The Wall as Metaphor: Protection or Hate?

By Stephen Cataldo, 16 January, 2019

Imagine a "Wall."

What is it for? Before you know anything about any particular wall, what comes to mind? What feelings does it evoke? If a wall is used as a metaphor, what is the point of the metaphor?

Linguistic framing expert George Lakoff writes: Democrats must block Trump’s wall of hate.

Lakoff claims that Trump's wall is "a metaphor for racism, nationalism and white supremacy. The wall Trump desires isn’t made of concrete or steel. It’s made of hate." The article ends with a reminder of the racists marching in Charlottesville, carrying torches, one giving the Nazi heil Hitler salute.

I personally don't know any, and don't think there are that many, tiki-torch carrying white supremacists. What I've encountered is people scared of the future, sucked — by their fears, not their hates — back into tribalism including a racist disdain for people they see as not like themselves. With frightening exceptions, typical voters seen as "deplorable" have very little energy or thought for other races: they never take a second glance to wonder if Birtherism might really piss off many African Americans, which is totally obvious if you spend thirty seconds thinking about it — but they don't spend the 30 seconds of actual thought. When they see statistics about or hear stories about police stopping and sometimes shooting innocent black people, they shrug their shoulders and glaze their eyes as if the targets aren't their fellow Americans, as if this is happening many timezones away beyond their influence. This laziness is not anywhere near the same as the active, energetic-hate of the tiki-torch and hiel-Hitler crowd.

A metaphor of a wall, to me, in general, is about security and protection. So Trump's physical wall is evoking security from fears — fears based mostly on a changing economy, that Trump, from the top down, has focused vague fears into fear of other races, cultures and religions. Trump has found scared people — not so much angry racists — but through repetition he frames their fears, calling Mexicans murderers and rapists because scared people are too ready to believe, not because they are already actively, energetically racist.

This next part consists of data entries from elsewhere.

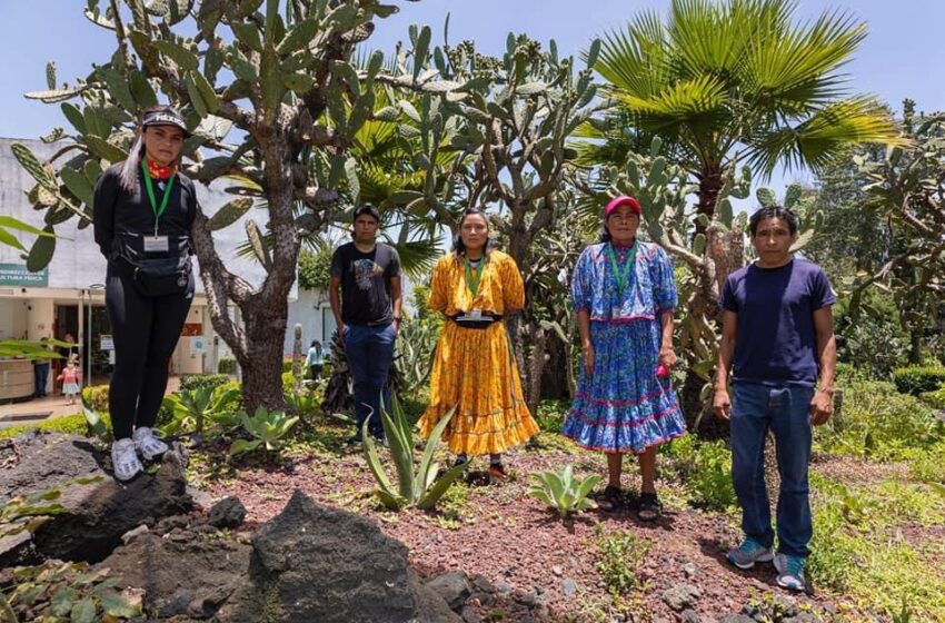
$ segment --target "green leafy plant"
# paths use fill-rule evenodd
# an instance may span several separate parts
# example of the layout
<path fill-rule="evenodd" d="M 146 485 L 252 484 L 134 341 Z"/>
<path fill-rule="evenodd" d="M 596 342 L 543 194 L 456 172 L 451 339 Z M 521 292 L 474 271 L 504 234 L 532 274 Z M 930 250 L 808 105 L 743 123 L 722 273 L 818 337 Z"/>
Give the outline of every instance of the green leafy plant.
<path fill-rule="evenodd" d="M 945 425 L 917 397 L 896 392 L 892 383 L 849 383 L 840 419 L 815 429 L 820 449 L 878 461 L 911 459 L 945 439 Z"/>
<path fill-rule="evenodd" d="M 210 422 L 221 428 L 232 428 L 239 424 L 235 407 L 239 403 L 238 388 L 222 390 L 206 386 L 198 389 L 177 392 L 163 399 L 163 406 L 171 412 L 171 419 L 161 427 L 166 435 L 193 432 L 202 435 Z"/>
<path fill-rule="evenodd" d="M 945 367 L 909 366 L 893 370 L 893 383 L 903 394 L 918 396 L 945 386 Z"/>
<path fill-rule="evenodd" d="M 924 392 L 919 395 L 919 398 L 932 408 L 945 411 L 945 387 L 935 392 Z"/>
<path fill-rule="evenodd" d="M 540 500 L 557 511 L 561 517 L 596 506 L 588 494 L 601 481 L 601 477 L 597 474 L 584 478 L 575 477 L 574 466 L 566 465 L 559 474 L 539 472 L 533 474 L 531 477 L 535 482 L 529 487 L 528 495 Z"/>
<path fill-rule="evenodd" d="M 107 567 L 90 571 L 89 564 L 47 561 L 39 566 L 13 570 L 16 584 L 8 595 L 7 619 L 16 614 L 30 621 L 112 623 L 141 615 L 141 594 L 118 591 L 119 580 Z"/>
<path fill-rule="evenodd" d="M 217 362 L 217 373 L 233 375 L 236 374 L 237 360 L 236 357 L 220 357 L 220 360 Z"/>
<path fill-rule="evenodd" d="M 686 488 L 689 502 L 714 511 L 737 505 L 732 485 L 732 451 L 724 442 L 700 442 L 686 435 L 664 446 L 666 469 Z"/>
<path fill-rule="evenodd" d="M 440 436 L 442 436 L 444 429 L 452 418 L 454 413 L 456 413 L 456 407 L 451 408 L 437 423 L 430 434 L 430 438 L 427 439 L 420 463 L 416 465 L 414 458 L 414 433 L 400 406 L 400 402 L 395 397 L 391 399 L 389 409 L 384 406 L 381 407 L 380 418 L 384 423 L 387 438 L 390 442 L 390 457 L 397 471 L 396 488 L 390 484 L 390 479 L 380 462 L 377 443 L 370 433 L 368 433 L 370 419 L 365 421 L 361 427 L 365 458 L 367 458 L 368 467 L 377 482 L 375 495 L 377 495 L 378 500 L 385 506 L 391 511 L 405 506 L 417 506 L 421 510 L 432 508 L 456 478 L 466 471 L 467 464 L 464 463 L 462 465 L 447 469 L 440 475 L 440 465 L 434 461 L 434 451 L 440 441 Z"/>
<path fill-rule="evenodd" d="M 600 525 L 597 525 L 595 533 L 597 555 L 594 568 L 600 574 L 610 593 L 623 595 L 644 589 L 639 567 L 649 553 L 649 541 L 623 530 L 604 534 Z"/>
<path fill-rule="evenodd" d="M 86 485 L 101 479 L 101 476 L 76 478 L 63 486 Z M 29 495 L 17 495 L 0 504 L 0 537 L 34 532 L 50 516 L 64 512 L 66 508 L 56 502 L 61 495 L 60 487 L 50 487 Z"/>
<path fill-rule="evenodd" d="M 437 327 L 429 322 L 411 318 L 400 327 L 394 366 L 404 382 L 401 394 L 412 394 L 427 384 L 438 337 Z"/>
<path fill-rule="evenodd" d="M 302 389 L 298 394 L 286 392 L 286 404 L 299 415 L 312 415 L 321 406 L 321 396 L 309 389 Z"/>
<path fill-rule="evenodd" d="M 180 379 L 180 389 L 190 390 L 199 389 L 200 387 L 213 388 L 229 382 L 230 377 L 226 374 L 193 374 Z"/>
<path fill-rule="evenodd" d="M 106 426 L 101 414 L 94 408 L 93 404 L 86 399 L 86 394 L 82 394 L 82 416 L 86 418 L 86 435 L 98 439 L 107 441 L 111 436 L 111 427 Z"/>
<path fill-rule="evenodd" d="M 230 445 L 230 456 L 239 456 L 262 447 L 266 452 L 277 451 L 286 442 L 286 435 L 292 429 L 299 418 L 288 417 L 286 412 L 269 411 L 257 407 L 252 417 L 246 412 L 239 412 L 243 429 L 252 435 L 252 439 L 237 439 Z"/>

The Democrats lost the last election over this: believing that "deplorables" were really deeply entrenched in their deplorable choices, instead of realizing that there are millions upon millions of people who are ready to get over their little hates when they feel safe: that if you offer a vision of the future that involves a decent job, only a microscopic few of the racists care about their racism more than their jobs. There are countless people who are mildly racist or susceptible to racist ideas when afraid, whose votes are actually in play — many voted for President Obama.

We keep calling people who resonate with Trump while he listens to their fears — we keep calling them racist. And whether they are or not: in their conscious minds, they know they are not, so they feel insulted. And we lose them completely, even if they initially had mostly agreed with us, issue after issue, because we just called them racist — and they really desire not to be racist, they see it as an insult.

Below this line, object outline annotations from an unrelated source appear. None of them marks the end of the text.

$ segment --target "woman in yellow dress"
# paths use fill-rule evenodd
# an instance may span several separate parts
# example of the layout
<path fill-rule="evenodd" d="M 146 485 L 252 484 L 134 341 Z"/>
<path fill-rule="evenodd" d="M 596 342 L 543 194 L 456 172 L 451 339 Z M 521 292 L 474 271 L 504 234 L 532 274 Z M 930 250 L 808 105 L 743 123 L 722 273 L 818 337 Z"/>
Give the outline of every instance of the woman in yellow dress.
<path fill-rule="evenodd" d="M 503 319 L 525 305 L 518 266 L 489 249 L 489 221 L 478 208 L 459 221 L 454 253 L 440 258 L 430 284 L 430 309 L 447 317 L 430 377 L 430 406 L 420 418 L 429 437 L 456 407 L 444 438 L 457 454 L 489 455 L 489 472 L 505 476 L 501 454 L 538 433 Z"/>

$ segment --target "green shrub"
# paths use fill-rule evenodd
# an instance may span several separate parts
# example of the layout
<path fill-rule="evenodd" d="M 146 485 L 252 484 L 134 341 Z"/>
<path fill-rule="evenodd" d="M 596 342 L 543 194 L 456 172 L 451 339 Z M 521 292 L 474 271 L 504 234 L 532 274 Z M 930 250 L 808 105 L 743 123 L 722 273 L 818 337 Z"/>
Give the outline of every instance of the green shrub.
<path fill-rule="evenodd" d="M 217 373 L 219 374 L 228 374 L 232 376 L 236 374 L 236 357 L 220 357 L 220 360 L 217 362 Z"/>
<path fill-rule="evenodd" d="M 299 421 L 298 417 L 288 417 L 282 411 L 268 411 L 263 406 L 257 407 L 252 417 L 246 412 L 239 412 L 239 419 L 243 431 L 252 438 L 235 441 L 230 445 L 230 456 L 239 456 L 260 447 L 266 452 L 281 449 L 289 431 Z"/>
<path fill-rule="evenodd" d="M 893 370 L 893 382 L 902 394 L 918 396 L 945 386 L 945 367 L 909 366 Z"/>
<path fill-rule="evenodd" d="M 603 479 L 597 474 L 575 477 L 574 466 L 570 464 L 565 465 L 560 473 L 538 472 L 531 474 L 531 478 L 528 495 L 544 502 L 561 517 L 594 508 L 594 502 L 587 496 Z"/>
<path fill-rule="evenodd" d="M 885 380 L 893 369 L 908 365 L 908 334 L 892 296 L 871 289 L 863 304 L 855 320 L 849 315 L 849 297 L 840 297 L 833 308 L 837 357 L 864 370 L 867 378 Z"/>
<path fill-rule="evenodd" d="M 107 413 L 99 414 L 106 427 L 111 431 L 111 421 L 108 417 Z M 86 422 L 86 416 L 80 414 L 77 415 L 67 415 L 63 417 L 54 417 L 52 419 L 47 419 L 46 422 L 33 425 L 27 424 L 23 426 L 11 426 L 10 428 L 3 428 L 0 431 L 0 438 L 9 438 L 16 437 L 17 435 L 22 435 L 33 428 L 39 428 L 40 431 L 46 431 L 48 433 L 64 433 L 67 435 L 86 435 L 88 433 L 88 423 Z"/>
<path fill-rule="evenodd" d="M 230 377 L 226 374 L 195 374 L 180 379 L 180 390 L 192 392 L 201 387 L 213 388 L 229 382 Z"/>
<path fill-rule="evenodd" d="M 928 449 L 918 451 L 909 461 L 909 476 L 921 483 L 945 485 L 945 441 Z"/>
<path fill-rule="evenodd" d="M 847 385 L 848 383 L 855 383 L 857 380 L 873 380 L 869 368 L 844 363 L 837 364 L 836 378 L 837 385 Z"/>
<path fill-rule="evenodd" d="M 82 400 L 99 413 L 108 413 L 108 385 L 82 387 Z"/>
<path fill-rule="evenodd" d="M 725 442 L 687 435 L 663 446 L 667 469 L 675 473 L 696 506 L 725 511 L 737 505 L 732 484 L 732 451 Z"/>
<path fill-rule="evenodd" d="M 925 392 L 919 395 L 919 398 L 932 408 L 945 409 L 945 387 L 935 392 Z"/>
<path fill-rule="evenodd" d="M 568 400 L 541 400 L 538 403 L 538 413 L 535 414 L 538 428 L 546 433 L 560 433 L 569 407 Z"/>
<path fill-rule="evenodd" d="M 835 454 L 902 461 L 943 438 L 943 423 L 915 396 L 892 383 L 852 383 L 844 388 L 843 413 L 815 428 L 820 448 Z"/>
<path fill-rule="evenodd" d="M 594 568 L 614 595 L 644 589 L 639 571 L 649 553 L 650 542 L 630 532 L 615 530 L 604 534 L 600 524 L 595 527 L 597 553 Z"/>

So do we have this backwards?

Trump's wall is aimed at fearful people, willing to turn to anything — yes, including racism — for protection from the future. To defeat him, we have to pull the focus off the border, which is where people's fears are focused, and remind ourselves to be human: more stories of refugees. Don't say "No" to the wall, don't think about the wall. What is our frame?

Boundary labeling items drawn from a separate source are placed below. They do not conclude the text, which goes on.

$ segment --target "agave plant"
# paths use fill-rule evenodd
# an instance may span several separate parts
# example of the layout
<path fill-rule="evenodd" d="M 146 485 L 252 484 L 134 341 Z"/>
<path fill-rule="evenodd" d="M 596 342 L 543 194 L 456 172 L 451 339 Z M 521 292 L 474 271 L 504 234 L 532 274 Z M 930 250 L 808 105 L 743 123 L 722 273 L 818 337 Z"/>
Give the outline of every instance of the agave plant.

Where are the "Joe the Plumber" stories of refugees? Why can't I name a refugee family? Know what church they used to pray in, before they had to flee?
Our frame, it seems to me, is simple: the refugees are human beings. We have to pull people back to their hearts, stop joining Trump in focusing on their fears, stop joining Trump in focusing on the divisions. Yes, write our politicians not to spend money on the wall. But the public debate should not focus on the border at all: it should focus on human beings with real stories.